In today’s era of personalized rating advice, traditional indexing remains a crucial foundation. When working on issues in real-time, it’s essential that we prioritize only a few hundred at a time while the individual is available. The latency fund ranges from approximately 4 to 500 milliseconds, no more. It’s unrealistic to expect a machine learning model to process and rate one million issues by itself. In cases where an inventory consists of 100,000 items, the lack of filtering options necessitates the implementation of a retrieval step, enabling the reduction of the initial pool to a more manageable 1,000 items through contextual scoring and ranking. This selection of candidates ultimately utilizes an index, typically an inverted index, as they do not begin with keywords like a conventional text search. What are some popular topics on YouTube that have received at least 50 likes?
* Gaming: Fortnite
* DIY tutorials: Upcycling old furniture
* Cooking recipes: Vegan desserts
* Travel vlogs: Exploring national parks in the United States
* Beauty and makeup: Skincare routines for acne-prone skin The confluence of disparate temporal eras and a scattering of indices somewhere. While you may not need to strive for perfection in your indexing approach, you shouldn’t settle for a mediocre solution either. Although I still suppose that indexing is an essential component of any advisory system. It’s not a question of indexing vs machine learning.
While injecting variety can enhance program ratings, it’s a relatively common software feature found in many rating systems. Here is the rewritten text:
To gauge customer engagement, we conducted an A/B test to measure the percentage of customers who noticed at least one story related to a vital global issue. By employing a diverse metrics approach, you’ll effectively prevent over-personalization. While excessive personalization can be problematic, I believe it’s often misused as an excuse to avoid integrating machine learning or superior personalization into products, even though I think constraints could be applied at the research level before the optimization stage.
Personalized experiences can manifest across various levels, from subtle tweaks to profound transformations. Take Thumbtack. Customers typically complete just a few household tasks annually. The personalization we would apply might focus primarily on a customer’s geographical location. For dwellings professionals who frequently utilize the platform, we can leverage their preferences to tailor the user experience more intimately. You should incorporate subtle unpredictability within any prototype to foster experimentation and interaction.

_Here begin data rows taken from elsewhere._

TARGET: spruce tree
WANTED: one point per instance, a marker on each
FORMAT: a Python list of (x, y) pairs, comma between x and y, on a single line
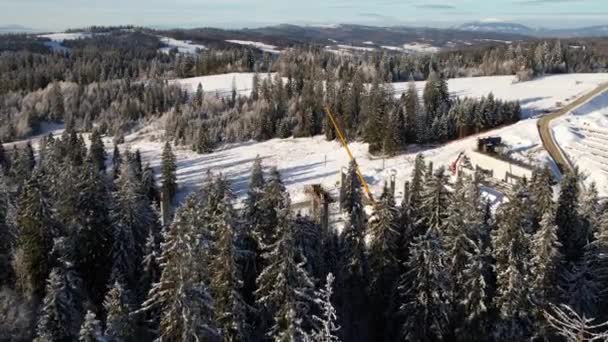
[(326, 324), (511, 253), (116, 162), (97, 151), (383, 259), (182, 294), (35, 237), (61, 314), (252, 217), (545, 267), (285, 289), (168, 168), (350, 192), (117, 309), (355, 277), (411, 112), (94, 229), (226, 279), (132, 218), (91, 329), (570, 233), (425, 290)]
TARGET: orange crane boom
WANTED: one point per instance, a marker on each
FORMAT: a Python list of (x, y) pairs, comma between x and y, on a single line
[(350, 155)]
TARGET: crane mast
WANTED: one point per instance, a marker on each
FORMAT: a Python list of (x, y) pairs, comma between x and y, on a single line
[(350, 155)]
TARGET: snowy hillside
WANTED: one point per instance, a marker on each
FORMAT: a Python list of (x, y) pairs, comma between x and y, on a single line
[(220, 84), (313, 160), (538, 96), (57, 39), (583, 135), (182, 46), (258, 45), (305, 161)]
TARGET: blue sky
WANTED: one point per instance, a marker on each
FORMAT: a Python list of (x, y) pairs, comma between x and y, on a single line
[(62, 14)]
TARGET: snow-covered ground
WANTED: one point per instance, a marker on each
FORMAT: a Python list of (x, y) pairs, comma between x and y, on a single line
[(182, 46), (57, 39), (313, 160), (537, 96), (305, 161), (583, 136), (413, 48), (258, 45), (220, 84)]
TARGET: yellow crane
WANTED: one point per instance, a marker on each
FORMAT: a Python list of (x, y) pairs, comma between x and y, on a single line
[(350, 155)]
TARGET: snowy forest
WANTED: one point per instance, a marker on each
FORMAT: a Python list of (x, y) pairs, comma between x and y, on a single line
[(94, 246), (85, 256)]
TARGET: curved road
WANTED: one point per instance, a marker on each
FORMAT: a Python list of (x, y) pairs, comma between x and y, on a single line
[(546, 135)]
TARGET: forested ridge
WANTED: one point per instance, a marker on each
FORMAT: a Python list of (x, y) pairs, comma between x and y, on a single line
[(87, 253), (84, 256)]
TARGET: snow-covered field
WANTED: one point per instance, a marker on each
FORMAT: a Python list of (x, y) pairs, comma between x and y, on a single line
[(182, 46), (413, 48), (57, 39), (258, 45), (537, 96), (313, 160), (305, 161), (583, 136), (220, 84)]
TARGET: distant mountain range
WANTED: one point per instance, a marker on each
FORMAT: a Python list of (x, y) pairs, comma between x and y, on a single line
[(513, 28), (16, 29)]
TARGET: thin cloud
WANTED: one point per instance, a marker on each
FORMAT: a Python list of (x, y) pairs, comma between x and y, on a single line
[(435, 6)]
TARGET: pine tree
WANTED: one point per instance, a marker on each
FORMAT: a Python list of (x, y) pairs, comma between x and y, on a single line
[(93, 232), (425, 290), (168, 168), (97, 151), (91, 329), (474, 301), (36, 232), (55, 317), (415, 196), (326, 325), (411, 111), (545, 266), (511, 252), (350, 192), (546, 260), (61, 314), (55, 98), (253, 217), (284, 288), (596, 263), (4, 159), (435, 200), (150, 268), (392, 141), (182, 294), (355, 276), (226, 280), (275, 200), (133, 218), (570, 232), (116, 162), (581, 289), (541, 195), (149, 185), (117, 308), (383, 258), (589, 211)]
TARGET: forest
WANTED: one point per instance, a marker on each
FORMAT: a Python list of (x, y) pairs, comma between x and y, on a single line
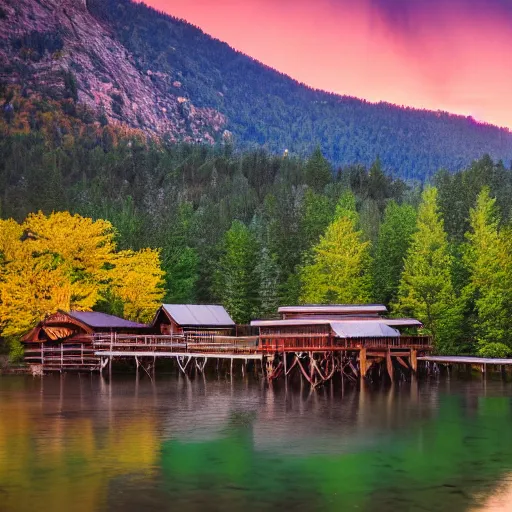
[(249, 229)]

Personalization in machine learning is ultimately a sophisticated optimization technique. What specific goals and objectives should it aim to optimize towards? Product groups aim to define their vision and establish product goals. If I were unaware that the places originated from either ML or not, then how would you rate these two variations?
Variation 1:
Rating: Actual-time or batch? Which approach to resolving this issue do you think will yield the most effective results? In a machine learning-centric environment, that’s the role of product administration.